There has been a lot of research on the landscape this year! Here are a few snippets from a bunch of articles. There is a ton of information in each, so I’m just picking out a few juicy quotes from each here.
Perhaps the most interesting bit is how different the data looked at is. Each of these is different: a big developer survey, npm data, GitHub data, and StackOverflow data.

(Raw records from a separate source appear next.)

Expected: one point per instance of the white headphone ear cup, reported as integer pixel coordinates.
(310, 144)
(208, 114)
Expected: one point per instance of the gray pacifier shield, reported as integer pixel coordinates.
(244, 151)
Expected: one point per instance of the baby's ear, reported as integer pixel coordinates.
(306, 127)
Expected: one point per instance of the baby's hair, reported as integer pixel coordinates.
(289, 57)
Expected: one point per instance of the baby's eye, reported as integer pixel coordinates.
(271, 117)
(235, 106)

Yet, they mostly tell the same stories.
Ian Allen of StackOverflow writes:
Using the Stack Overflow Trends tool and some of our internal traffic data, we decided to take a look at some of the more prominent UI frameworks: Angular, React, Vue.js, Backbone, Knockout, and Ember.

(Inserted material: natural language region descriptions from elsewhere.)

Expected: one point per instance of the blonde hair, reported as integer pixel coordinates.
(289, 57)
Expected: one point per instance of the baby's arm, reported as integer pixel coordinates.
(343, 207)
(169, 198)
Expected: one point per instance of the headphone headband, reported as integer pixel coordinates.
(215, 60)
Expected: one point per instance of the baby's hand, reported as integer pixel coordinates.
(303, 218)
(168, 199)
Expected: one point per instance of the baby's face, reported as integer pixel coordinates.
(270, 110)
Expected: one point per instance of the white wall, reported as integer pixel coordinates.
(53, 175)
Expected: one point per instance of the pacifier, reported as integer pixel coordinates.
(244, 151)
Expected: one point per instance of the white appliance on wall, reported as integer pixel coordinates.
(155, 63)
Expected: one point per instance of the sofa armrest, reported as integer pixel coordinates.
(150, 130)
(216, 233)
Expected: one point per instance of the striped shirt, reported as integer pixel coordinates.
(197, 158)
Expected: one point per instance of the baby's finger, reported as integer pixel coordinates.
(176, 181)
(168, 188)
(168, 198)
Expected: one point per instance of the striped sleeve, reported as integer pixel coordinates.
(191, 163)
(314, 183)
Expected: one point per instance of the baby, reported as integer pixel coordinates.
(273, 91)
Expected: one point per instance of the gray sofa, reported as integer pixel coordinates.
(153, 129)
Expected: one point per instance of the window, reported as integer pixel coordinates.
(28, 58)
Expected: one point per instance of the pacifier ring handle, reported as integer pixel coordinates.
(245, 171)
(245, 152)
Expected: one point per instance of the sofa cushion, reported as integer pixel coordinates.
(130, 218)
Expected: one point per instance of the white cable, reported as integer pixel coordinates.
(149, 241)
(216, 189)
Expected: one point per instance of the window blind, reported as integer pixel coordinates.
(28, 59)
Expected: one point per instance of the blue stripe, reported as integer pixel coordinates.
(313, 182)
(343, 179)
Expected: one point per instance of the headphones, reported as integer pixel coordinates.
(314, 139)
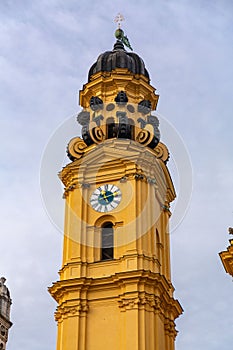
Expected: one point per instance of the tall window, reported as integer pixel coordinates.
(107, 241)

Ryan Chartrand of X-Team for Hackernoon writes:
This time last year, not many had faith that Vue would ever become a big competitor to React when it comes to major companies adopting it, but it was impossible to ignore Vue this year, even sending Angular a bit into the shadows in terms of developer hype.
Sacha Greif uses a survey rather than usage data:
We asked over a hundred questions to more than 28,000 developers all over the world, covering topics going from front-end libraries all the way to back-end frameworks.

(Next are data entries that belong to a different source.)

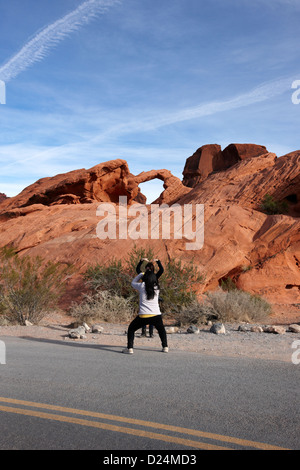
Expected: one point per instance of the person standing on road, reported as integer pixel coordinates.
(149, 310)
(150, 267)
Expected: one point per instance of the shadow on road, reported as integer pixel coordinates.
(74, 345)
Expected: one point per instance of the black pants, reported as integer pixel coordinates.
(139, 322)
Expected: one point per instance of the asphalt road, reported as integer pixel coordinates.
(56, 395)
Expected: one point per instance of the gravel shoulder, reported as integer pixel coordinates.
(267, 346)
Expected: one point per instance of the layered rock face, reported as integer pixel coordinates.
(56, 218)
(210, 158)
(2, 197)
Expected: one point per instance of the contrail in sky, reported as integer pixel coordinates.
(39, 46)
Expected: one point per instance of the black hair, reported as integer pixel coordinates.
(151, 284)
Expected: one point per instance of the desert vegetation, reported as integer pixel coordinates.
(29, 287)
(270, 205)
(111, 297)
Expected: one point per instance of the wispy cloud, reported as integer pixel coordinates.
(39, 46)
(264, 92)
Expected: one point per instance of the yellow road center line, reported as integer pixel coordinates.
(166, 427)
(110, 427)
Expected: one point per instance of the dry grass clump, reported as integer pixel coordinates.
(103, 306)
(226, 306)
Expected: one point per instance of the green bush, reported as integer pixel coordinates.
(270, 206)
(29, 288)
(176, 284)
(237, 305)
(195, 313)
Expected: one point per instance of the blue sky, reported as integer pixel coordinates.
(145, 80)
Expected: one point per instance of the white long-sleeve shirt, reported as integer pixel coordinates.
(146, 307)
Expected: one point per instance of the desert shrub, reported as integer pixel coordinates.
(195, 313)
(29, 287)
(112, 278)
(270, 206)
(103, 306)
(227, 284)
(176, 284)
(238, 305)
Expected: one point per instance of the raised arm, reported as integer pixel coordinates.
(160, 270)
(138, 268)
(135, 282)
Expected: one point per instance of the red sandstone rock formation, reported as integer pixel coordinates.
(210, 158)
(56, 219)
(2, 197)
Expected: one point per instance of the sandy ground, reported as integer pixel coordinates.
(269, 346)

This one is from Laurie Voss of npm, which is probably the best source of data for usage but faces interesting challenges with that data:
You can use npm’s download statistics to give you insight into the amount of people actively invested in using and maintaining a package. However, probably more important than absolute popularity is growth.
Packages, once incorporated into software, have very long lives. People very seldom rip packages out of software once they’re installed. Because of this very low “churn,” packages hardly ever decline in usage. Furthermore, nearly all packages in the npm Registry grow in usage as the number of total npm users continues to skyrocket. They vary only in how fast they’re growing.
This makes measuring growth harder, since measuring absolute growth in downloads all the time makes almost everything look popular.
All in all it tells a familiar story: React is incredibly popular and Vue is the one to watch.
Eric Elliott writes:
Vue.js did do very well in 2017. It got a lot of headlines and a lot of people got interested. As I predicted, it did not come close to unseating React, and I’m confident to predict it won’t unseat React in 2018, either. That said, it could overtake Angular in 2018.
Michael Rambeau’s writes:
Once again, Vue.js is the trendiest project of the year, with more than 40,000 stars added on GitHub during the year.
It’s far more than in 2016 (26,000 stars), and the gap with the next contender (React) is even bigger.